Daniel kills the genuine false prophet Eli because Eli is an actual false prophet. Just like Daniel’s false brother who used his real dead brother’s diary (and brought Daniel to tears). …Intriguingly, a diary his son (HW) analyzed that prompted him to try to burn down everything. Possibly because his son could see his father’s impending horrible fate and deep pain (including his own traumatic medical issue) and couldn’t stand it. …And Daniel Plainfield likely knew that eventually and intuitively guessed at it initially. He knew his son was as cutthroat as him and yet he also knew how much his son genuinely loved him. “You’ve got none of me in you.” was code between them.
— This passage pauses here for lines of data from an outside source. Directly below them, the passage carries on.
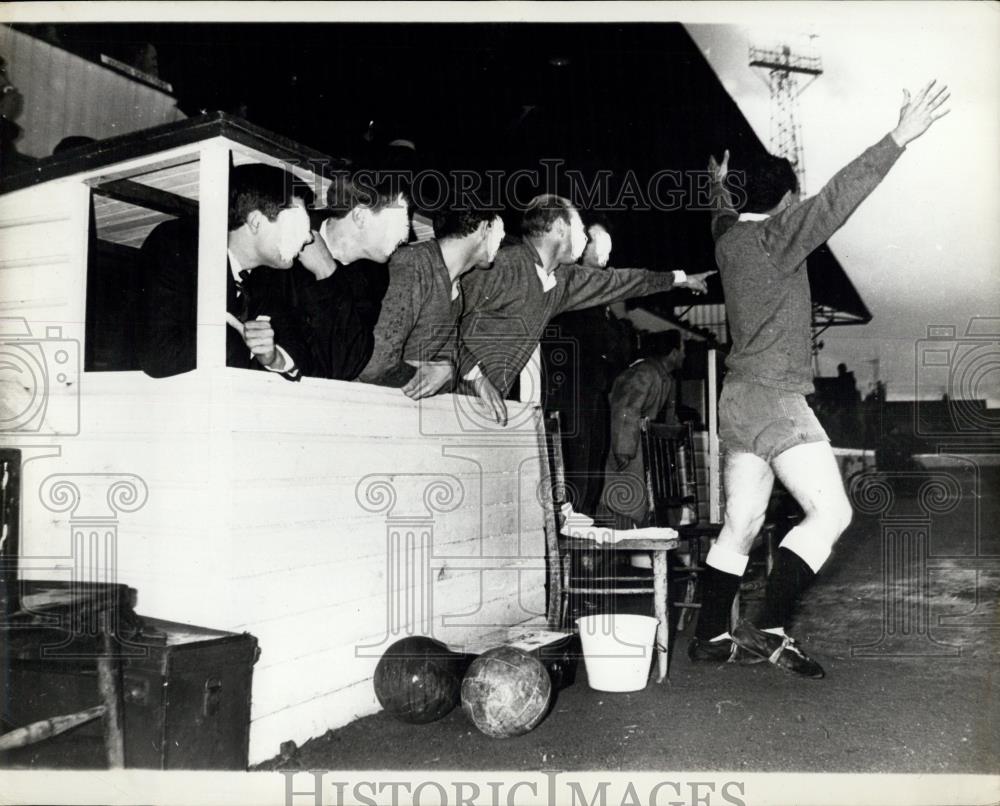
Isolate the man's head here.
[326,170,410,263]
[229,165,313,269]
[521,194,587,263]
[743,154,799,213]
[580,223,611,269]
[434,208,504,269]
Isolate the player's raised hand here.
[892,79,951,146]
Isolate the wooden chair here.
[545,412,679,683]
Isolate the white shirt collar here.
[226,249,243,283]
[319,218,333,255]
[535,263,558,294]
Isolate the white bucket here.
[576,613,657,691]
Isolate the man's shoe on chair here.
[732,621,826,679]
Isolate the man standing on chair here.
[688,81,948,678]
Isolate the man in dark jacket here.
[137,165,312,380]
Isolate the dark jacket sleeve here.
[238,266,312,380]
[763,134,903,273]
[556,266,674,311]
[137,220,198,378]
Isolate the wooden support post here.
[97,613,125,770]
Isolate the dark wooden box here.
[0,617,258,770]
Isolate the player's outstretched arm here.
[890,79,951,147]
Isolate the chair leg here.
[558,552,571,630]
[729,591,740,630]
[653,551,670,683]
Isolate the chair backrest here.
[639,417,698,527]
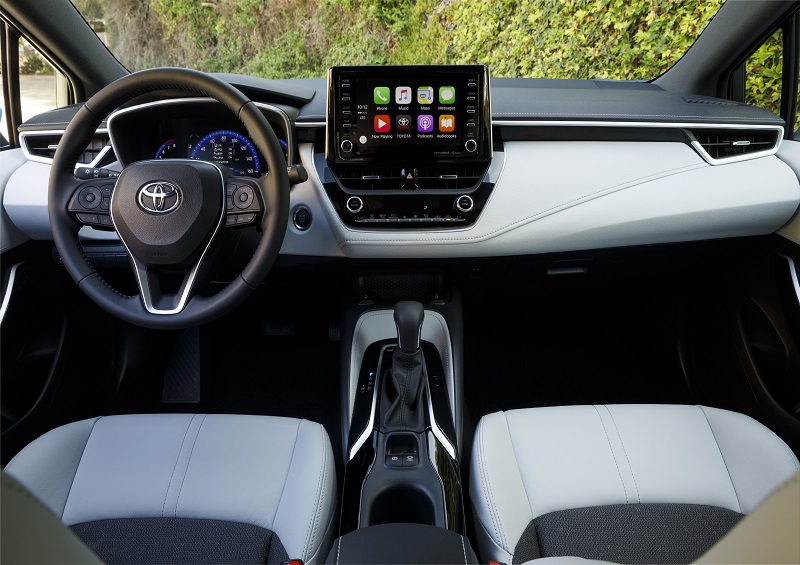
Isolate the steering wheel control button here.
[233,186,255,210]
[78,186,103,210]
[78,214,100,224]
[455,194,475,214]
[344,196,364,214]
[292,206,311,231]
Words mattered but some things are beyond mere words and gestures.

Try explaining that kind of familial love to a narcissistic pedophile though. They’re tragically too deaf and dumb to understand. …And the fact that our culture is too dumb and deaf enough to miss the beauty of the parental and son innocence…is one of the biggest reasons why I get enraged by our culture these days. The power of the love between a father and son shouldn’t be so mysterious. Powerful love that isn’t at all sexual should be understood and instantly relatable for all humans…

…And who is Daniel Plainfield really symbolic of? God the Father? Who destroys Satan in the end. “It is finished.” “I’m finished!”

It’s a genius film.

And yet…as supernatural as the film is…it’s about humans and Earth. Mortal shells.

I can’t recommend a film more. Especially for people who don’t understand how the universe paradoxically is made of mud…and how mud can be used symbolically and artistically…but how they as a living human are not literal mud. How everything could be sexual in the universe as Peter Kreeft describes it…and yet…rape is still rape. How a father and son can be part of the Holy Trinity and yet not be sexually connected.